TOPIC: Ravensbruck
NAME: Alex Bakalich


SECTION 1: Beginnings
Ravensbruck was a concentration camp for women established May 15, 1939. It’s located north of Berlin next to Lake Schwedt. The camp itself was protected by a wall with electric barbed wire. Its first transport arrived May 18, 1939. Ravensbruck first prisoners were mostly German anti-fascists & Jehovah’s witnesses. It was divided into five departments: commandant’s office, political dept., “protective custody”, administration, and medical. Only female guards were allowed to oversee the prisoners. From 1942-1943 Ravensbruck served as a training base for female SS guards. Irma Grese was one of the women who graduated this training program.

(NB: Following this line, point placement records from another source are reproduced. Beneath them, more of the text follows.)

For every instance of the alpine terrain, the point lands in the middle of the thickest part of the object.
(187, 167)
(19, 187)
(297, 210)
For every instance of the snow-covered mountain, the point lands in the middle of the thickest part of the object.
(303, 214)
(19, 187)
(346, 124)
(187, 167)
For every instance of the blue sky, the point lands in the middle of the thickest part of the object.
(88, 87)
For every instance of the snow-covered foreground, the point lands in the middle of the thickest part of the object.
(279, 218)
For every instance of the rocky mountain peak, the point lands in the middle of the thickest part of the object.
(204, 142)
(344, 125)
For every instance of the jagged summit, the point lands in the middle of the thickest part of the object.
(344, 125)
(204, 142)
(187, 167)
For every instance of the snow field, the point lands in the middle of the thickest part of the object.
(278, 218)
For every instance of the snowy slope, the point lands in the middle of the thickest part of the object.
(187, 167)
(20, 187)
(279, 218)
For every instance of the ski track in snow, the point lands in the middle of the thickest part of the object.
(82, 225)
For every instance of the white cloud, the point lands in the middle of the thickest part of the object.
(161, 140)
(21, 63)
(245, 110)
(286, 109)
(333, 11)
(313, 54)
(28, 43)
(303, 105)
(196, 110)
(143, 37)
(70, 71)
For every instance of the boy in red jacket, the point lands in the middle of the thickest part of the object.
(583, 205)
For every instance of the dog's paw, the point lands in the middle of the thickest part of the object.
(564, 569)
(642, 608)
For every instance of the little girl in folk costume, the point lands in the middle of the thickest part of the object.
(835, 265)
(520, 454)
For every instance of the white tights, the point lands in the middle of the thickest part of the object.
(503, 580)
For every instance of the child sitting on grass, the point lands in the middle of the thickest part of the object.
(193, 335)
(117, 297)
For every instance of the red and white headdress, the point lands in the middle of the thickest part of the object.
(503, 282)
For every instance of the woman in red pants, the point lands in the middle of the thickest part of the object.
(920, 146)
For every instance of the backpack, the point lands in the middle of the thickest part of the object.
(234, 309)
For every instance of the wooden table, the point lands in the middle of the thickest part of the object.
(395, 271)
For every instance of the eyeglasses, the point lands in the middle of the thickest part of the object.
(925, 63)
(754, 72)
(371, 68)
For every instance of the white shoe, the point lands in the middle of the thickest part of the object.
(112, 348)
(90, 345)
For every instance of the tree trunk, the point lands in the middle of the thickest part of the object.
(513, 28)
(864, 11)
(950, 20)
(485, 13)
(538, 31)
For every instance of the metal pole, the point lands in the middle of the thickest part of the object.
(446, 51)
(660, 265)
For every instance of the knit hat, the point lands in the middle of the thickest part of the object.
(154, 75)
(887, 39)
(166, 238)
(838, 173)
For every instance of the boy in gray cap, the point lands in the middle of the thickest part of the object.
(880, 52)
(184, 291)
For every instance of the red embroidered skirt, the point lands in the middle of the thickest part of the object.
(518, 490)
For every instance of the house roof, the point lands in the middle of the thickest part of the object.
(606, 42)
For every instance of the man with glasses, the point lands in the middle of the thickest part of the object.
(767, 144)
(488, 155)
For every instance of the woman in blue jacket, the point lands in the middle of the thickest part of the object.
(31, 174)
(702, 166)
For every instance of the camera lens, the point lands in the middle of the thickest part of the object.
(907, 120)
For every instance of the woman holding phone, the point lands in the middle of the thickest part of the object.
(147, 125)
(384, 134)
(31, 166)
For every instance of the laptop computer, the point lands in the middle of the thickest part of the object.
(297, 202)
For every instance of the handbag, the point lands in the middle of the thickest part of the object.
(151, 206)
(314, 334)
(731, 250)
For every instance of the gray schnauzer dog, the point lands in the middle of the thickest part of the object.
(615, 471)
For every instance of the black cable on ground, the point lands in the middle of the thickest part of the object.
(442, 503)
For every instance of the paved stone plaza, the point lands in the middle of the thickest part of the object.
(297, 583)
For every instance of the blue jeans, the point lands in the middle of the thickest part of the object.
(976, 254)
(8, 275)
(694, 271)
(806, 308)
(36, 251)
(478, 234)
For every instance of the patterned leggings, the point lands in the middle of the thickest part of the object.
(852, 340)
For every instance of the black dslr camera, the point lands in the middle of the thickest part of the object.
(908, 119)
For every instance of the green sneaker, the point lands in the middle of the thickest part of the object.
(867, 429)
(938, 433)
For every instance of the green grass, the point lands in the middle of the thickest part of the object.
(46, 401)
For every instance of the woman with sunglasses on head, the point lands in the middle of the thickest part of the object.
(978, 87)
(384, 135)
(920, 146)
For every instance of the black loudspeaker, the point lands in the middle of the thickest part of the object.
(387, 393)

Ravensbruck was a compound of eighteen barracks. Two were prisoner hospitals, two were warehouses, one was a punishment block, and one more functioned as a prison until 1939. The rest were prisoners’ housing. Each prisoner barrack had three-tiered cots and one washroom. When Ravensbruck first opened hygiene was decent, but standards eventually deteriorated. Ravensbruck was built to house 6,000 prisoners, but it exceeded that. Eventually, there were up to 50,000 prisoners. Overcrowding became a major issue when a transport of Hungarian Jews arrived from Auschwitz in January 1945. This resulted in an increase of lice, cholera, and typhus.

The prisoners of Ravensbruck were divided into categories. Each division had a different colored triangle with a letter in the center that represented their nationality. Political prisoners wore red and Jews were yellow. However, Jews/ political prisoners either wore a red & yellow Star of David or yellow stripes on a red triangle. Jehovah’s witnesses received purple triangles. Criminals (common or Nazi law-breakers) wore green. Lesbians, prostitutes, and Gypsies all wore black triangles.


SECTION 2: Event
Slave labor was one of the biggest industrial entities at Ravensbruck. Siemens Electric Co. (now the second largest electrical company worldwide) had workers produce parts for the V-1 & V-2 rockets. Prisoners also had to weave reed carpets, build buildings, and pave roads. Furstenberg, a small town located near Ravensbruck, employed those too old and weak as their slave labor force. Those prisoners knitted and cleaned barracks & latrines under extreme exploitation.

Prisoners at Ravensbruck were punished by various means. For sabotage, they were typically kept in solitary confinement. Other punishments included beatings, mauling by SS dogs, and whippings (Heinrich Himmler’s idea). A gas chamber or as the Nazis called it, Mittwerda, was built in February of 1945. It was part of Operation 14f 13 where prisoners were killed by deadly gases. The majority killed were Hungarian. Pregnant Jews were gassed and pregnant non-Jews received abortions. Polish/ Gypsy women were used in medical experiments starting around 1942. Doctors tested different ways of healing bones & wounds, creating bacterial infections, sterilization, and simulated battlefield leg wounds.


SECTION 3: Results
After the war ended many staff members of Ravensbruck were put on trial. British courts between 1946 & 1948 found ten staff members guilty. Most of the people found guilty in the Soviet trials of 1948 were either pardoned or received a reduced sentence. Individuals were also tried and prosecuted. SS Captain Max Koegel was found guilty by an American court, but committed suicide in jail. French military courts found SS Captain Fritz Suhren & Hans Pflaum guilty in 1949. The Polish executed Maria Mandel.